The hydraulic works of Greece during the classical era do not measure up to those of the Mycenaen era. The few extracts cited above also show that in Greece, hydraulic know-how lags behind that of the Orient. And yet this classical Greece is known to us as the privileged cradle of development of philosophical and mathematical thought. Two facts are important in this regard. First, Greek science at this period took it as a point of honor to be disconnected from engineering, i. e. not to be associated with practical applications. Second, and it is here that one can effectively and for perhaps the first time refer to science, the “sages” sought to apply reasoning to the explanation of great natural phenomena.
Such explanations of natural phenomena are often incomplete, and sometimes false. Regarding the hydrologic cycle, the brilliant mathematician and astronomer Thales of Miletus (610 — 545 BC?) — who had established that the world is round — postulated that water is the primordial substance and that the land masses float upon it. This is a theory perhaps inspired by the ancient Mesopotamian and Egyptian cosmologists. Later, Anaximandre of Miletus (610 — 545 BC) identifies the origin of precipitation as water torn from the earth’s surface by solar action. Xenophane of Colophon (570 — 475 BC?) writes that the sea, source of all water, is also the origin of clouds and winds, that fresh water comes from evaporation of the sea, that rivers result from rain, and that it is by rinsing the ground that watercourses carry salt to the sea. The hydrologic cycle is therefore fairly well understood in Greek civilization of the 6th century BC, except for the role of groundwater. Indeed, during this period it was thought that the water in springs and wells comes from the sea.
Plato (427 — 347 BC?) adopts the idea, articulated before him by Empedocle of Agrigente, of the four primordial elements: water, air, fire, and earth. His student Aristotle (385 — 322 BC), born in Macedonia, frequents Plato’s Academy until the death of the master, and becomes preceptor of Alexander at the court of Philippe of
Macedonia. At Athens he creates the institution called the Lyceum. Aristotle in his turn adopts the theory of the four elements, a theory that will remain a standard reference until the Middle Ages. He believed that each of these elements tends to return to its natural place, e. g. water below the ground, air above water, etc. Thus, for Aristotle, wood floats because it contains air, and it is in the natural order of things that air be above water. To each element is attributed two of the four fundamental “qualities”: cold, moistness, heat, and dryness (Figure 4.16).
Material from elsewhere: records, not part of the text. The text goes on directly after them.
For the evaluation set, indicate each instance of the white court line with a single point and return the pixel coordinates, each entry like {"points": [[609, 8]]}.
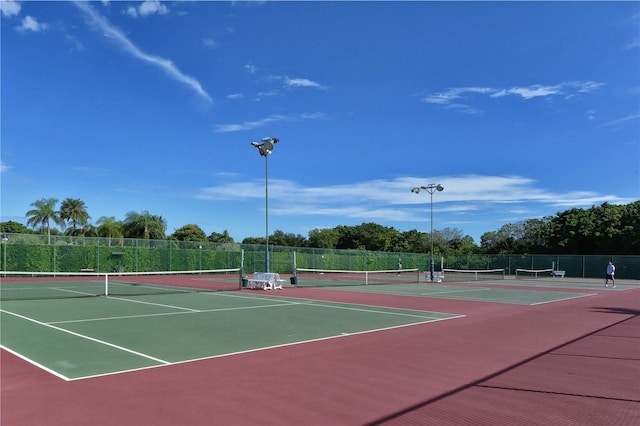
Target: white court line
{"points": [[73, 333], [454, 291], [248, 351], [160, 314], [151, 303], [578, 295], [37, 364], [284, 303]]}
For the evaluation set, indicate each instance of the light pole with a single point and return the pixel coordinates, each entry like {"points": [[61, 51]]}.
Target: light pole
{"points": [[5, 240], [431, 189], [265, 147]]}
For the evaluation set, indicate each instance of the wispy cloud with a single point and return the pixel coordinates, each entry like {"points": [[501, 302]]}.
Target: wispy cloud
{"points": [[458, 97], [148, 7], [29, 23], [128, 46], [248, 125], [302, 82], [393, 198], [623, 119]]}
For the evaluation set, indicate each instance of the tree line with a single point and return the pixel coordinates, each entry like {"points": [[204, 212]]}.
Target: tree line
{"points": [[603, 229]]}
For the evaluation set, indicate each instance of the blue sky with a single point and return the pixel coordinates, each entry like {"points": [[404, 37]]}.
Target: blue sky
{"points": [[521, 110]]}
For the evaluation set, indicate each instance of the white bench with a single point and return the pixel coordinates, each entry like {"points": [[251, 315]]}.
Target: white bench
{"points": [[265, 281], [438, 276]]}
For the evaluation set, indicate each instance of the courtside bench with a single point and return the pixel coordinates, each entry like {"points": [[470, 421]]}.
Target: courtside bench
{"points": [[438, 276], [265, 281]]}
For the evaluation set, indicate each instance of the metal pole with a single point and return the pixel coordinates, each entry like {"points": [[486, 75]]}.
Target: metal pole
{"points": [[432, 266], [266, 201]]}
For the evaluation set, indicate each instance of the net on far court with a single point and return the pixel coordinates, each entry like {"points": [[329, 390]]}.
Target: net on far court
{"points": [[474, 274], [306, 277], [523, 274], [61, 285]]}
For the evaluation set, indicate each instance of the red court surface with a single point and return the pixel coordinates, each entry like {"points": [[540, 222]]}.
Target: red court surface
{"points": [[574, 362]]}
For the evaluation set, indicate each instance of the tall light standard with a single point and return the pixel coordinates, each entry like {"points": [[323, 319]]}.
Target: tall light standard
{"points": [[431, 189], [265, 148]]}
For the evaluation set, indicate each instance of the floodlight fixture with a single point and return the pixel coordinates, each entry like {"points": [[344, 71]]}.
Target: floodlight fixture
{"points": [[431, 189], [265, 148]]}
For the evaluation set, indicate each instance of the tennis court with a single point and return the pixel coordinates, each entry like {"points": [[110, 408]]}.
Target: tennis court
{"points": [[478, 294], [336, 351], [76, 338]]}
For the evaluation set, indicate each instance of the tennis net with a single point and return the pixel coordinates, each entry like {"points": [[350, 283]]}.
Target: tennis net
{"points": [[474, 274], [17, 285], [306, 277], [522, 274]]}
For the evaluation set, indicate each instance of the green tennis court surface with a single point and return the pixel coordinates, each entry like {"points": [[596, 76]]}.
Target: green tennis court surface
{"points": [[85, 337], [481, 294]]}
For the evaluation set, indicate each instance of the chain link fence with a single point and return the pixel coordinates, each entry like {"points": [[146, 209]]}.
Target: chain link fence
{"points": [[33, 253]]}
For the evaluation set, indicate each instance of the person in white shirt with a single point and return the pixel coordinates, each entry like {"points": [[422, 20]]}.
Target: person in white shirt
{"points": [[611, 272]]}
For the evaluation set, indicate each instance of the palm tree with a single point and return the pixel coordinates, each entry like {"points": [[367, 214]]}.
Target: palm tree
{"points": [[43, 214], [109, 227], [75, 211], [144, 225]]}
Attempts to explain nature from such a postulate can obviously lead to absurd conclusions. Here is how Aristotle, reflecting his ignorance of what we now call inertia, shows in his Physics that a vacuum cannot exist, and in so doing sets down an absurd theory of wind resistance. First, in virtue of the natural “position” of each element, as we have seen above, if an object (for example a stone thrown by a man) moves through the air, “outside” of its natural position, there is an action, a “motor” that sustains its movement:
. .earth and all other bodies should remain in their proper places and be moved from them only by violence. J
Then, since “it seems that everything in motion is impelled by something”, the stone that continues its movement through the air must be sustained, in its movement, by the air itself:
”(…) things that are thrown move (although that which gave them their impulse is not touching them, either by reason of mutual replacement, as some maintain, or because the air that has been pushed pushes them with a movement quicker than the natural locomotion of the projectile wherewith it moves to its proper place.”[161] [162]
Aristotle continues his demonstration in postulating that in a vacuum, all movement would be impossible — i. e. in the absence of this air that “maintains” movement. Therefore “there is no vacuum separate from things”.
At about this same time Pytheas (380 — ? BC), of the Phoenician colony of Massalia (Marseilles), sets out on a voyage that leads him to the great north, probably as far as Iceland. During this voyage he establishes a correlation between the periodic phenomenon of the tides and lunar cycles.
Overall, one can only admire this quest for truth as representing progress and promise for the future. Yet it is also clear that during the Greek classical era, hydraulic theories are, at best, rudimentary. It is not until the Hellenistic period and the intellectual movement coming out of the school of Alexandria that mathematics and the faculty of reasoning lead to practical innovation.